Thursday, July 26, 2012

Move Review: Ted

Directed by
Seth MacFarlane
Written by
Seth MacFarlane (story)
Screenplay by
Seth MacFarlane

Alec Sulkin

Wellesley Wild

Mark Wahlberg
John Bennett
Mila Kunis
Lori Collins
Seth MacFarlane
Ted (voice)
Joel McHale
Giovanni Ribisi
Patrick Warburton
Matt Walsh
Jessica Barth
Aedin Mincks
Bill Smitrovich
Patrick Stewart

A cinena-wise friend of mine said: “We’re going to get remakes until the economy improves.” Well, we’re getting clones of television shows, too. Liking Family Guy is not a guarantee that you will enjoy Ted, which is essentially a clone of the show.
 Tony and I didn’t like Ted. It’s rare that I walk out on a film and ask for our money back. I can think of two instances: The World According to Garp and Ted.
 When I first saw the previews for Ted, I thought I was going to love the film. I’m fond of cinema of the weird. I like bears and the trailer was hilarious.

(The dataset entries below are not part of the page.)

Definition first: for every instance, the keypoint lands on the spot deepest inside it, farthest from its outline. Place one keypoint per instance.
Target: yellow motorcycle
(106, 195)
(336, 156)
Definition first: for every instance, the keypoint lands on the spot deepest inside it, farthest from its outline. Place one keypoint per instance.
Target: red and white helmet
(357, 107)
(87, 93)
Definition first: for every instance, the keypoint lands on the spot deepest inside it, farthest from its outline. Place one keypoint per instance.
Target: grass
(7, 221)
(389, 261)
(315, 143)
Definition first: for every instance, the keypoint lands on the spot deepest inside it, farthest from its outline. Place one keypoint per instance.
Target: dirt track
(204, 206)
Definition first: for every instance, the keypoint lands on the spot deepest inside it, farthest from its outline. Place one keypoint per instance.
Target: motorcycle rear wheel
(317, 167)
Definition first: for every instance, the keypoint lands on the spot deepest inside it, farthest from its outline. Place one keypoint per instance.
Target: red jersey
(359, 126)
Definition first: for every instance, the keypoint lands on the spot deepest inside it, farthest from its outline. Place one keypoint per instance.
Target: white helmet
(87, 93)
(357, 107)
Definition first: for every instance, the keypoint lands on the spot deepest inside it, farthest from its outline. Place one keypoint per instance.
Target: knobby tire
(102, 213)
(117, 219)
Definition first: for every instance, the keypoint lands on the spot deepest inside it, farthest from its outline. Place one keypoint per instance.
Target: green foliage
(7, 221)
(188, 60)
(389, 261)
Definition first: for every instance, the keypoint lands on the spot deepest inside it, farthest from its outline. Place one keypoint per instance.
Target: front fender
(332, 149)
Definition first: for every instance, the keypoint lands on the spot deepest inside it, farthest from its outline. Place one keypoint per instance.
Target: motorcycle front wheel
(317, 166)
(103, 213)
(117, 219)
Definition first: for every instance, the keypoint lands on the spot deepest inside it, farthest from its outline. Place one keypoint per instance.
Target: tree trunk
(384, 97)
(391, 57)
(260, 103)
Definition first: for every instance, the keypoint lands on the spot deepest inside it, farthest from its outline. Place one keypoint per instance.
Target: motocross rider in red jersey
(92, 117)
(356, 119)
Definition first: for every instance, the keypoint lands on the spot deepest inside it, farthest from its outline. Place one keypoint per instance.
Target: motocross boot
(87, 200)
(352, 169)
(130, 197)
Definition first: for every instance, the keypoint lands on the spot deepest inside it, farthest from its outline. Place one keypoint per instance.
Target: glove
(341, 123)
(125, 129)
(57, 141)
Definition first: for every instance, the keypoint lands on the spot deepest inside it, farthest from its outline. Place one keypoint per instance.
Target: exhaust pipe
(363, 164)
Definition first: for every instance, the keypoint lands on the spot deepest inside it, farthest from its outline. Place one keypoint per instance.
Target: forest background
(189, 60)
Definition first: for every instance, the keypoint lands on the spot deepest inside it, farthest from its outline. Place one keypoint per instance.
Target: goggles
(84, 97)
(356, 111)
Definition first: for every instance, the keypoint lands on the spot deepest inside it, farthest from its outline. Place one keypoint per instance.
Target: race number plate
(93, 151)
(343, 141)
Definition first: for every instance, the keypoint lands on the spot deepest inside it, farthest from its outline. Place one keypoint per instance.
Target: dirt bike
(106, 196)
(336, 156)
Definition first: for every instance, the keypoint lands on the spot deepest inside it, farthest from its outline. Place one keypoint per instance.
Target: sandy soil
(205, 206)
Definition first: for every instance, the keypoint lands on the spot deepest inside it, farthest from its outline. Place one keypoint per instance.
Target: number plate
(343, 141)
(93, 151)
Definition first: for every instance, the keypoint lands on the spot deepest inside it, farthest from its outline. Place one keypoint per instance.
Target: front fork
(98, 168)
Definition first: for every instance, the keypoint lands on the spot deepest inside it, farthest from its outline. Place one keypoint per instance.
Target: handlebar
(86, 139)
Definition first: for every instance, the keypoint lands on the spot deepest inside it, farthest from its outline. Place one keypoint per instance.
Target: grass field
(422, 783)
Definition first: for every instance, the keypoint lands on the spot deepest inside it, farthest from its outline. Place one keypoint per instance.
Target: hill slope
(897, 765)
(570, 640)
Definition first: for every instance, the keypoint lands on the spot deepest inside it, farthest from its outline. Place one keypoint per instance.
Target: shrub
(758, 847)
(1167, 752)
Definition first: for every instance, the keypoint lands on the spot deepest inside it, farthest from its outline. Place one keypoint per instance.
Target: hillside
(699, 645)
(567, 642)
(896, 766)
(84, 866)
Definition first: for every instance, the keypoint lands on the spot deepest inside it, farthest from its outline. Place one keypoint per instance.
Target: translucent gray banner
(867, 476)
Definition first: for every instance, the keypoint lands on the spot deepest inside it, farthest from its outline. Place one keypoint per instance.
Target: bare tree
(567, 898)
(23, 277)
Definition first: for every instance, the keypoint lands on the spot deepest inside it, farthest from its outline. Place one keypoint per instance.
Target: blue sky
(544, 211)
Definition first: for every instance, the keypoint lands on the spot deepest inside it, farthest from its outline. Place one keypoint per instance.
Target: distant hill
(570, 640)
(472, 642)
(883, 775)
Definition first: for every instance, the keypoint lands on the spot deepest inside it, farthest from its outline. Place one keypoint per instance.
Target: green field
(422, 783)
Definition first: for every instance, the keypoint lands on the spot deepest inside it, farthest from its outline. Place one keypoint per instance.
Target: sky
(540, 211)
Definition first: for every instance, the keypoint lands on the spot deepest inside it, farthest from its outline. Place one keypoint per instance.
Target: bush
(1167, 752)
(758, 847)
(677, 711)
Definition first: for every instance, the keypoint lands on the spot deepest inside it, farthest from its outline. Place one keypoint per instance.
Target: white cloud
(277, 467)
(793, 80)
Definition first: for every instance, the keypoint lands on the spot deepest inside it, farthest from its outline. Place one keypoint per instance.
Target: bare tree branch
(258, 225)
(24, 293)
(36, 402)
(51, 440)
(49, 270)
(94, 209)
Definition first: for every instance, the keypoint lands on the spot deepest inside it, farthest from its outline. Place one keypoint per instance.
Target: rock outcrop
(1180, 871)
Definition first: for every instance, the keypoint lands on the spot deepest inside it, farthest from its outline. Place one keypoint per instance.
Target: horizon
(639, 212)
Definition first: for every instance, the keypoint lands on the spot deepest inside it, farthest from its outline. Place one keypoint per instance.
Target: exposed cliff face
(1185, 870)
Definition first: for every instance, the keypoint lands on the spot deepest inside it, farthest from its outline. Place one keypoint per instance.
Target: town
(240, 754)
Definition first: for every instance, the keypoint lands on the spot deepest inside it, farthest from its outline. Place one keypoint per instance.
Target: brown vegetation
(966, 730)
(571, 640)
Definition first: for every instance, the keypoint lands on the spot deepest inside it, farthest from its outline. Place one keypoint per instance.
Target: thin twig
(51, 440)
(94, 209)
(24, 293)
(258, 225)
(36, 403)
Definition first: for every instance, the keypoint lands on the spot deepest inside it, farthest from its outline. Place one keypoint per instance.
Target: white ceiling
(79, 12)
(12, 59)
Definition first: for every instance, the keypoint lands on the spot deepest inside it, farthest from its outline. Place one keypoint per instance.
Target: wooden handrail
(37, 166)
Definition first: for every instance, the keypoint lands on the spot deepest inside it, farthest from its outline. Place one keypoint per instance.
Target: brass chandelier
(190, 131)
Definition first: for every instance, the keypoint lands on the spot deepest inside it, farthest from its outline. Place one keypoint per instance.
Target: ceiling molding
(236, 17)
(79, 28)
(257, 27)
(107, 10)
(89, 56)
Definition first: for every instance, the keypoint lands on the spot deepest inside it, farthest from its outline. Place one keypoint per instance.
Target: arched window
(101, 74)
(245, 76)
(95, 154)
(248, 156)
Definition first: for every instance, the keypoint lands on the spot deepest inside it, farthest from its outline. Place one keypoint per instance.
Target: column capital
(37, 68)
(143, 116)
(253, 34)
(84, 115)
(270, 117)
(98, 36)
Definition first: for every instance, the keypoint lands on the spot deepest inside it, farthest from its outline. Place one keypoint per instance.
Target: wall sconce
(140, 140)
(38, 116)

Somehow, I suspect they saved the best for the trailer.
 I actually did laugh a few times during the first few minutes of the film, but I quickly lost interest. The basic storyline is cute: young friendless kid wishes his Christmas gift would come to life so he could have a companion.
 And presto—the bear’s talking without someone physically activating him. Ted becomes a celebrity, making appearances on nighttime talk shows and signing autographs.
But, twenty-eight years later, they’re still together and they’re still basically kids. It’s Peter Pan without pirates or a starship to make the action interesting. Instead, you’ve got mostly lame jokes and relationship angst. John can’t commit to his girlfriend of four years and Ted’s—well, Ted’s only serious love is Mary Jane and I’m not talking about a girl, I’m talking about weed.
Don’t get me wrong. I’m not opposed to legalization and I actually think some weed-based frat boy humor is funny. I liked Reefer Madness and I love Cheech and Chong. Ted just went over-the-top stupid.
Normally, when I buy a ticket, I’m in for the long haul but I just couldn’t bring myself to spend another hour to find out if all ended well for the duo or not. Nothing about any of the characters induced me to care. The action figures Seth MaFarlane creates for Sideshow have more personality.
Can I recommend this film?  Only if you really like Dumb and Dumber type films and just want to see more. On opening night, the theater had thirteen people in it and two walked out. When we approached the manager, he wasn’t at all surprised that we’d asked for a refund—it’d already happened a few times before that day. His feelings:
“Some people like it. Some people don’t.”
So, if you go—be sure to check and see if you can get a refund if you leave. Before I’d recommend investing the time and money, just wait til it’s out for a $1 rental and watch at home with friends and beer. Or weed. Weed might well make this film the best you’ve ever seen.